Mich interessierte die Technologie jedoch nicht nur als Anleger. In der Klinik hatte ich immer wieder erlebt, dass Kinder mit einer Leukämie sehr rasch einen Rückfall erlitten und starben, obwohl ihre klinischen Prognoseparameter ausgesprochen günstig gewesen waren. Ich vermutete, dass dahinter bestimmte molekulare Konstellationen standen, die mit den damaligen klinischen und diagnostischen Verfahren nicht zu erkennen waren. Vielleicht ließen sich solche Muster mithilfe der neuen DNA-Chips aufspüren.

In Essen sprach ich darüber mit dem Zellbiologen und Krebsforscher Manfred Rajewsky. Er plante eine von der DFG geförderte Forschergruppe mit onkologischer Ausrichtung und wollte die neue Technologie in das Programm aufnehmen.
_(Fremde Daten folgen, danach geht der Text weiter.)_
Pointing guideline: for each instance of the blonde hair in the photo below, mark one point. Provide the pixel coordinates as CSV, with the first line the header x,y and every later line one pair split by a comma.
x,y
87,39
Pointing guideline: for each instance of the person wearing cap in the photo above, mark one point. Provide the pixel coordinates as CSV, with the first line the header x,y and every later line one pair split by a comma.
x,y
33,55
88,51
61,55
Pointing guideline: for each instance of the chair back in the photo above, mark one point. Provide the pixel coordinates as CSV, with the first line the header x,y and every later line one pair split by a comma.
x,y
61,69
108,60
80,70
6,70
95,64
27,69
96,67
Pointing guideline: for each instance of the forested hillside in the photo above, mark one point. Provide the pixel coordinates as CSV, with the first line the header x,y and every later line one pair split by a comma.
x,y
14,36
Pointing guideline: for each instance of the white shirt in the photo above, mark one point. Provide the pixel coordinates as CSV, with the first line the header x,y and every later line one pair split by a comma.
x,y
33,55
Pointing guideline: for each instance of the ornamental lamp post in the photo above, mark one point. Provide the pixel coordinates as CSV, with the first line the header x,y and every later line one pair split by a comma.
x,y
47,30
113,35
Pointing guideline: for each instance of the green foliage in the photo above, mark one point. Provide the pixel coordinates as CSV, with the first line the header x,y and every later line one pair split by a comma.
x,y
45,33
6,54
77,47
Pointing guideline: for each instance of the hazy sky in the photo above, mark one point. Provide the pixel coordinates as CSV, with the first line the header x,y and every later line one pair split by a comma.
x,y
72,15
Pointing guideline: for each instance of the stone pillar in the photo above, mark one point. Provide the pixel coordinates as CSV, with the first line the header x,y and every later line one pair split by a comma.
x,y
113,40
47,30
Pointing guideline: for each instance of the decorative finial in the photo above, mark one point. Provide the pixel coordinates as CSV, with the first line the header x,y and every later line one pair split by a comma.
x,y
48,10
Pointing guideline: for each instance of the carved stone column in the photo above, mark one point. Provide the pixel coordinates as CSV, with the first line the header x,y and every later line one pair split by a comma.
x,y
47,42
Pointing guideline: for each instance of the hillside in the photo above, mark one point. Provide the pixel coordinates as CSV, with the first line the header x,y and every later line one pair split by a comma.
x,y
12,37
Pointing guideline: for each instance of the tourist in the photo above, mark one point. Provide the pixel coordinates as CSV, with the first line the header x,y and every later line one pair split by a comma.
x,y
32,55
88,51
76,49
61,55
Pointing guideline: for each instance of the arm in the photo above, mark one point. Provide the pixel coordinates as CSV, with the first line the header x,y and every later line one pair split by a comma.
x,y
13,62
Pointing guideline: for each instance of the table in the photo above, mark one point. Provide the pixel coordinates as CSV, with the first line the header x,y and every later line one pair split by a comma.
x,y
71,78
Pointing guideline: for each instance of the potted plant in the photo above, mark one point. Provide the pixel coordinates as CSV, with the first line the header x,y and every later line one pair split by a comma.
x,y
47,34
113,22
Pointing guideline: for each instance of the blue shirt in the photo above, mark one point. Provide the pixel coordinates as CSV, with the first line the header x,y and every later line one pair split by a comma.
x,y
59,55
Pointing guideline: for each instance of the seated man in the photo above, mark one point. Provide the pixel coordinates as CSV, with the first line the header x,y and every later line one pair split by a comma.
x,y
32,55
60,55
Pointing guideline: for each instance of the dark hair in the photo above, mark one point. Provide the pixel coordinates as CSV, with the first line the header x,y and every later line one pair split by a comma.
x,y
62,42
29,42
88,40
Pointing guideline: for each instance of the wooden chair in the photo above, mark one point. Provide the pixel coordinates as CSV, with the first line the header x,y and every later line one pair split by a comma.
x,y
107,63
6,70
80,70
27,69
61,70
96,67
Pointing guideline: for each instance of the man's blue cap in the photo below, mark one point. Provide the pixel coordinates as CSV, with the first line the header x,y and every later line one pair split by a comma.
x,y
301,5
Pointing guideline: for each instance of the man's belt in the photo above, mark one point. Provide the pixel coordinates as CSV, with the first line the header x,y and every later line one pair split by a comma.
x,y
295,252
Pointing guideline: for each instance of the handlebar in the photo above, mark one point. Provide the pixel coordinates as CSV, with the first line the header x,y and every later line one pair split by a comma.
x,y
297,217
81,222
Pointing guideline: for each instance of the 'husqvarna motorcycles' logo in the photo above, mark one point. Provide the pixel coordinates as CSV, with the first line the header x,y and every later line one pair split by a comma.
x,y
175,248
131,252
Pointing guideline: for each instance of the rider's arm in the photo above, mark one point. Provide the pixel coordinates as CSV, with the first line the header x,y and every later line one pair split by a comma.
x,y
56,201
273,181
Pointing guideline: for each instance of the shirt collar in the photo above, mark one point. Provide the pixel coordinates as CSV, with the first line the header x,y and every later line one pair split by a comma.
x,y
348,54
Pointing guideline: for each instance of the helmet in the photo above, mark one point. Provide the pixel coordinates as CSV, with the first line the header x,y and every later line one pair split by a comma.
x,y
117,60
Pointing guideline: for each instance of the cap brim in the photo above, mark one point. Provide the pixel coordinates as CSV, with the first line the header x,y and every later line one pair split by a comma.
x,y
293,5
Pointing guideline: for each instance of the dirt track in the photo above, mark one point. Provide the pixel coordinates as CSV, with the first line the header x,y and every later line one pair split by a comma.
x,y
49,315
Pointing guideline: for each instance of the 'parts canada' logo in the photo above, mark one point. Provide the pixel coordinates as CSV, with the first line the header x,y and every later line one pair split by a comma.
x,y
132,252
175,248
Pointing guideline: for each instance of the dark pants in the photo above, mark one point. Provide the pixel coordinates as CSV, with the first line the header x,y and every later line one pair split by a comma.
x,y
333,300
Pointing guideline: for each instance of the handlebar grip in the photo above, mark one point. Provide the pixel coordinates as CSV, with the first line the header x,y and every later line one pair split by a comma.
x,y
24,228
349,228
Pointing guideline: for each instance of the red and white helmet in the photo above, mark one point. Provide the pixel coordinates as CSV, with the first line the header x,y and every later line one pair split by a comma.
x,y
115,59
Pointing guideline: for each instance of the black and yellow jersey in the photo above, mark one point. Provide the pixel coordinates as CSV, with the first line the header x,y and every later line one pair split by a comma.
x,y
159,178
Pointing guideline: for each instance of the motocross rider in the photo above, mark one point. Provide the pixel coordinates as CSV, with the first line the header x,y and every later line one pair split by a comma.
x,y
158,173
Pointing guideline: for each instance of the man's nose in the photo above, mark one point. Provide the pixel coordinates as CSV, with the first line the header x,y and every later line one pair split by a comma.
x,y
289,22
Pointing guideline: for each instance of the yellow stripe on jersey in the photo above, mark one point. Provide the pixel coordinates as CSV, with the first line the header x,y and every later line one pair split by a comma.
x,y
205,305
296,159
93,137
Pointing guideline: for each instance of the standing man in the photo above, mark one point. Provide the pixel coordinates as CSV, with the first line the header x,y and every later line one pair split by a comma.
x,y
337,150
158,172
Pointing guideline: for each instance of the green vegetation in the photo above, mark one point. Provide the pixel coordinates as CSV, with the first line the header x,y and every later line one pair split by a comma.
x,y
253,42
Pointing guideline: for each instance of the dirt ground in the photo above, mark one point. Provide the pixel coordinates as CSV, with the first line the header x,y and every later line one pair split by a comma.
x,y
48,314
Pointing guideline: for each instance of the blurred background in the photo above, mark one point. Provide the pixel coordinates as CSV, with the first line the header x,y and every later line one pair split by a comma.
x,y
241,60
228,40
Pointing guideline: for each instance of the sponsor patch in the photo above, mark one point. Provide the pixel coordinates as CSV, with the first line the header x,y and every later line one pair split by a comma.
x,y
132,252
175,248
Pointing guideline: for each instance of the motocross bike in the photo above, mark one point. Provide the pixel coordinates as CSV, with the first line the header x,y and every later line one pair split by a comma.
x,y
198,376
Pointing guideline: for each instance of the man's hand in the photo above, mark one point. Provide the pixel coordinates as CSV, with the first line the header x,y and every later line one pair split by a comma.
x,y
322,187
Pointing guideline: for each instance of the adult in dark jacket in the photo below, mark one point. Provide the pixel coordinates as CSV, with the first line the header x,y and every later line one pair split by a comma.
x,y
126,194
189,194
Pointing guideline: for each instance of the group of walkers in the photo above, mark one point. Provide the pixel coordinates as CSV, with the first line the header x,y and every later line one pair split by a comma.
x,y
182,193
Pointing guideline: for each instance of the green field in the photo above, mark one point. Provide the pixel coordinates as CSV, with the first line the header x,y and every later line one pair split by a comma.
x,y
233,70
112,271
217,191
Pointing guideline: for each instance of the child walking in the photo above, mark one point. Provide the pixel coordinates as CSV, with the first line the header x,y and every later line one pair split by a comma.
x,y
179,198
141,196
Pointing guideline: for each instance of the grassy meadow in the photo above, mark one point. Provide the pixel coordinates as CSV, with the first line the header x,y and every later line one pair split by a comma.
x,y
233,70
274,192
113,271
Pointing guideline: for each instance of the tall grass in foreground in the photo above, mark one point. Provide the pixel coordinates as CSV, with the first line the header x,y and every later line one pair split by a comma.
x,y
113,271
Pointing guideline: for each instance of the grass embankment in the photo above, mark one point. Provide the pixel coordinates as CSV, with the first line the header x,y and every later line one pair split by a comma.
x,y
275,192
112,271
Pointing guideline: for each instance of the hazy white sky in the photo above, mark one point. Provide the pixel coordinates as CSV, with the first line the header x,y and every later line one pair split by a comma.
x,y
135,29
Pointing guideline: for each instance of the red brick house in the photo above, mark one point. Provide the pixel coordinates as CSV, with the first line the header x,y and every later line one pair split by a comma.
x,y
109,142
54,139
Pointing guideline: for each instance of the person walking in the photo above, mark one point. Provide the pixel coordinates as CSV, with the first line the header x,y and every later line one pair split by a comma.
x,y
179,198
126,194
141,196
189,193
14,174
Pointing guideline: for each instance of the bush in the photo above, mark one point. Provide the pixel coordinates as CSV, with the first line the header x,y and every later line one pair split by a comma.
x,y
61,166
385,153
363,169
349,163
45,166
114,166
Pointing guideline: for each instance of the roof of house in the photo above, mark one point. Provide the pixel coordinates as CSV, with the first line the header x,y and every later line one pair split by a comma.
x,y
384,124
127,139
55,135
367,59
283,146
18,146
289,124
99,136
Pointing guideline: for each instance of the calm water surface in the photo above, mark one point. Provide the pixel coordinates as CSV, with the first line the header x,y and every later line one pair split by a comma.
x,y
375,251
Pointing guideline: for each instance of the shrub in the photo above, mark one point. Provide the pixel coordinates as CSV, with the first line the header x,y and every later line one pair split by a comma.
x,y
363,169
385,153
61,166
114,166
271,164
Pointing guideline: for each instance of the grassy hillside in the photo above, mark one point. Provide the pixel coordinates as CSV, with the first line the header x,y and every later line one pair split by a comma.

Innerhalb dieser Forschergruppe ließ sich das Vorhaben noch nicht verwirklichen. Später, als Chefarzt der Universitätskinderklinik in Göttingen, konnte ich mit Unterstützung der VolkswagenStiftung eine Microarray-Anlage von Agilent anschaffen. Auch nach meinem Weggang wurde sie von der Göttinger Fakultät intensiv genutzt.

Die Beschäftigung mit der Technologie hatte aber schon in Essen Folgen. Ich warb immer wieder für ihre Möglichkeiten, und Alex Schramm, Biologe in unserem Labor, begann sich dafür zu interessieren. Schließlich erkannte auch Angelika Eggert das Potenzial der Methode und entschied sich, ihre Neuroblastomforschung um die DNA-Microarray-Technologie zu erweitern. Das war eine gute Entscheidung. Aus diesen Anfängen entwickelte sich eine Forschungslinie, die für die molekulare Charakterisierung des Neuroblastoms außerordentlich erfolgreich wurde.

Beim jährlichen Forschungstreffen der jungen pädiatrischen Onkologen erläuterte ich damals meine Vorstellung, die Neuroblastomforschung, an der ich selbst beteiligt war und die ich im Labor von Manfred Schwab in Heidelberg kennengelernt hatte, auf eine breitere gemeinsame Grundlage zu stellen. Daraus entstanden neue Kooperationen und schließlich ein bundesweit arbeitendes Forschungsnetzwerk. Mithilfe der Microarray-Technologie und späterer molekulargenetischer Verfahren konnten Neuroblastome wesentlich genauer charakterisiert und unterschiedliche Risikogruppen besser voneinander abgegrenzt werden. Am Anfang dieser Entwicklung stand für mich das zufällige Gespräch mit einem Wissenschaftler bei einem Bier im Yosemite-Nationalpark.